純子は結婚生活に満足していた。たった1つのことを除いては‥‥‥。

 

 翼には小さい頃から手を焼いてきた。翼は新しいものを受け入れることが苦手だった。すべてとは言えないが、洋服、靴、食事など。泣き叫んで拒否をする。どんなことが嫌でどんなものが嫌いで、どうしてだめなのか、純子にも大輔にもまったく区別もできなかった。

 

 その頃は2人ともそんなに大変な子育てが待っているとは思いもしなかった。厄介なことはあったが、まだ苦笑いで済ませられるレベルだった。なんと言っても小さい子の笑顔は可愛い。天使とはよく言ったものだ。

「ちょっと神経が細かい子なんだろう」

その程度に考えていた。

 

 しかし、幼稚園に入園してからはそれがさらに顕著になった。集団が苦手だ。決められた時間でみんな一緒に何かをすることができない。お絵描きなど個人で取り組むことにはいつまででも黙々と向き合う。そうかと思えばボール投げがうまくできないと言って泣く。

 

 ただ、1つだけ穏やかな笑顔で取り組むのは「土いじり」だった。

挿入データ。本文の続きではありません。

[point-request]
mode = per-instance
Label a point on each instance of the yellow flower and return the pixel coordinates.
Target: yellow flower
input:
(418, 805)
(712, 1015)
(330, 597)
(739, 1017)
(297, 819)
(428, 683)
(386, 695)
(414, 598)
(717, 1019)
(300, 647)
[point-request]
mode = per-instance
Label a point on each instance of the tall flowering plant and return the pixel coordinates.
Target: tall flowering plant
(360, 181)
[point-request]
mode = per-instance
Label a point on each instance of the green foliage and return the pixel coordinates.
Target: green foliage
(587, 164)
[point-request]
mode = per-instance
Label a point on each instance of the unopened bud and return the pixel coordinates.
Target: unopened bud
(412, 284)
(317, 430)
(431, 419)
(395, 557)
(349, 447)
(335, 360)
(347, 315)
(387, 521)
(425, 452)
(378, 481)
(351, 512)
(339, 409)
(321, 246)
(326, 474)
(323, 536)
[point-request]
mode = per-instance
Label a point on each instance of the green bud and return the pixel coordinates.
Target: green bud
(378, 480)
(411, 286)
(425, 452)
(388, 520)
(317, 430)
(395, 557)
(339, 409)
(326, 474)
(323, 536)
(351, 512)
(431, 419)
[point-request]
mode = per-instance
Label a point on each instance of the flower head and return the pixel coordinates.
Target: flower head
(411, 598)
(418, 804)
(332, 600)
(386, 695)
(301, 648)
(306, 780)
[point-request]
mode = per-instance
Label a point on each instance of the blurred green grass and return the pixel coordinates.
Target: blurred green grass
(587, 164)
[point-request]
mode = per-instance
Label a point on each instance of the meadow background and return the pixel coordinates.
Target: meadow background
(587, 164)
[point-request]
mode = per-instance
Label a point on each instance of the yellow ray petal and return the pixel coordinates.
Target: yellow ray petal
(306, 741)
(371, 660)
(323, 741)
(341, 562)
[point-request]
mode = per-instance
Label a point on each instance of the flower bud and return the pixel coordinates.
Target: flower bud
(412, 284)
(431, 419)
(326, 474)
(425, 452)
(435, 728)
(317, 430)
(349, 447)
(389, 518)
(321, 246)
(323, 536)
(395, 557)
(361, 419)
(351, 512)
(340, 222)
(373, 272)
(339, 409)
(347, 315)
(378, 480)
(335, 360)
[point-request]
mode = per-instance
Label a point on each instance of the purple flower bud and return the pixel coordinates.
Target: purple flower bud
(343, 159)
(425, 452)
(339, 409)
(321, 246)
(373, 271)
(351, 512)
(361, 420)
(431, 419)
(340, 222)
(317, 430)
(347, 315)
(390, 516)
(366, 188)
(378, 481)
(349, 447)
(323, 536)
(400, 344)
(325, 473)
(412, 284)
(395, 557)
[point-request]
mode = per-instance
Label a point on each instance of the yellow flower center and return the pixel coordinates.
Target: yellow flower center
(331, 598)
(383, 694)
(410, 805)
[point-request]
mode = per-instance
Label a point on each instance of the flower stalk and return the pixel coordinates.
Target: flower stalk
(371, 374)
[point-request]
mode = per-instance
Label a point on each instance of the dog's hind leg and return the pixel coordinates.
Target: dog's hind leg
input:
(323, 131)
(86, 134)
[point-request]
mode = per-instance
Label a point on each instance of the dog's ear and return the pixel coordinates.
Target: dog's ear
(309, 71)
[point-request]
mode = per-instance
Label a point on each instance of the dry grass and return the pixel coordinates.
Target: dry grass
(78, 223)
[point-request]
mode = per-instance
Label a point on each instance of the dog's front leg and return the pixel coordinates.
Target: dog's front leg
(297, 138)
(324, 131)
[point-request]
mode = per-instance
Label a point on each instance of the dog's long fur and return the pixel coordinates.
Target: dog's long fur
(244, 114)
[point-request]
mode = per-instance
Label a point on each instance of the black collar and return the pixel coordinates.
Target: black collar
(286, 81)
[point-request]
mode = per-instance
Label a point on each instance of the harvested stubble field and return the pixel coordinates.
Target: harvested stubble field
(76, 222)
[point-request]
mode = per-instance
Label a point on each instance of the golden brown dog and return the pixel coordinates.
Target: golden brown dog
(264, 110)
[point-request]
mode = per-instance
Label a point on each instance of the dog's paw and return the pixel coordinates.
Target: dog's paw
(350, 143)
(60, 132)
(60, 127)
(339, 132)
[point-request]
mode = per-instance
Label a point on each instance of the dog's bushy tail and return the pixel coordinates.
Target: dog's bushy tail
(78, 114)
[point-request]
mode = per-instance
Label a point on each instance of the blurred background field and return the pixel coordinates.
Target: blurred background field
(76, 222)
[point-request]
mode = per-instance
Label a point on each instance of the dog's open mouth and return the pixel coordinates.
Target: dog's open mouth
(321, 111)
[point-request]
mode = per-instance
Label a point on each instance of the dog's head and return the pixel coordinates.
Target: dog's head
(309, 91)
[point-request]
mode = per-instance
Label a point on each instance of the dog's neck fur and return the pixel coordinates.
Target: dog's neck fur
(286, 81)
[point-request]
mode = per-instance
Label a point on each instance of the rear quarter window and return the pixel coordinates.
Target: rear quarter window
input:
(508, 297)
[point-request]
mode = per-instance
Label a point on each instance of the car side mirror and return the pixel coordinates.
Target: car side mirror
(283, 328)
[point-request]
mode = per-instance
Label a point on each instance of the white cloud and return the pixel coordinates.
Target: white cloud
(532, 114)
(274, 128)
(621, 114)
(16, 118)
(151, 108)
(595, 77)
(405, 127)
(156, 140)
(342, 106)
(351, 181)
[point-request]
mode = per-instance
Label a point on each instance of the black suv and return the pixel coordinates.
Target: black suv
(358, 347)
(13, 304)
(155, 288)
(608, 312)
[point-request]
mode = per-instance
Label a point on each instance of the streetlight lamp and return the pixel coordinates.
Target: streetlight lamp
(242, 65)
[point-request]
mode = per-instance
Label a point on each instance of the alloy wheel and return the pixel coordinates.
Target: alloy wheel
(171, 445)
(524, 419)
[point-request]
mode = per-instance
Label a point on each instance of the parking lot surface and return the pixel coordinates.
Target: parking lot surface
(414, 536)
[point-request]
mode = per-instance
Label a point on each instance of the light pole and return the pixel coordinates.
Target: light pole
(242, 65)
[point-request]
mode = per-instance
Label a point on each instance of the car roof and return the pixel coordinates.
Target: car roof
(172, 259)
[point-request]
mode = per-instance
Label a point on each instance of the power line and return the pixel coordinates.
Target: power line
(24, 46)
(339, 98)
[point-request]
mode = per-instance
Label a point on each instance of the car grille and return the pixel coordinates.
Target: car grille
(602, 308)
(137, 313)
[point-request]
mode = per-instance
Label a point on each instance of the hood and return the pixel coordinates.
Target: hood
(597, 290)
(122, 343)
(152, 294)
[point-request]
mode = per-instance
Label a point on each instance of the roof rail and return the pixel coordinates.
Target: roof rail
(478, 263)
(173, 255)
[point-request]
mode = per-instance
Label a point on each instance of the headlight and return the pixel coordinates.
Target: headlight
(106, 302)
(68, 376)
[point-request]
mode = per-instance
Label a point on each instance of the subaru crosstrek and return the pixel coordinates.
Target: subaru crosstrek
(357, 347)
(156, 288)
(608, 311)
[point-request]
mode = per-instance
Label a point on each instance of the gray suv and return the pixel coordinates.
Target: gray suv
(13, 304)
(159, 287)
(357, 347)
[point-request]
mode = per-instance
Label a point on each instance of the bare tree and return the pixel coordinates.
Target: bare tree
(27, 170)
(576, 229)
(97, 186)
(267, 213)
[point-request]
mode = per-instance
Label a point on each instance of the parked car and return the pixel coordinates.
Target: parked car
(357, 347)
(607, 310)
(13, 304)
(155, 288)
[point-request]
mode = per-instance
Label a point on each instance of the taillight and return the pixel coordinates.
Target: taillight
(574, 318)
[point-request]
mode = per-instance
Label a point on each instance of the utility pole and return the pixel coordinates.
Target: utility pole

祖父の浩一に付いてまわって、芋ほりをしたり、草むしりをしたり、虫を捕まえて育てたりすることには夢中になっていた。もちろん、祖父のことが大好きだった。言うまでもない。

 

 幼稚園での様子は純子の母が園長であるのだから、翼の様子は逐一知ることができた。行事参加は翼の1番苦手とするところのようだった。舞台の上で台詞を言う、走ってリレーのバトンを次のお友だちに渡す、盆踊りの輪に入って踊る。他の子どもたちが普通にできていることが何一つできない。だからと言ってみんながみんな上手にやっているわけでもない。5、6歳児なんてそんなものだ。ふざけてじゃれ合って、だらだらして‥‥‥。それだっていいのになぜあそこまで頑ななんだろう。片隅でシクシクしている時もあれば、ギャーギャーと喚くときもある。

 

 浩一と政子にとっては自分たちの血のつながった孫なわけだから、どれほど心配したことだろう。純子は 両親にすまないという気持ちになった。

「あの子、園長の孫らしいわよ」

そんな誰かの陰口が聞こえてくるようだった。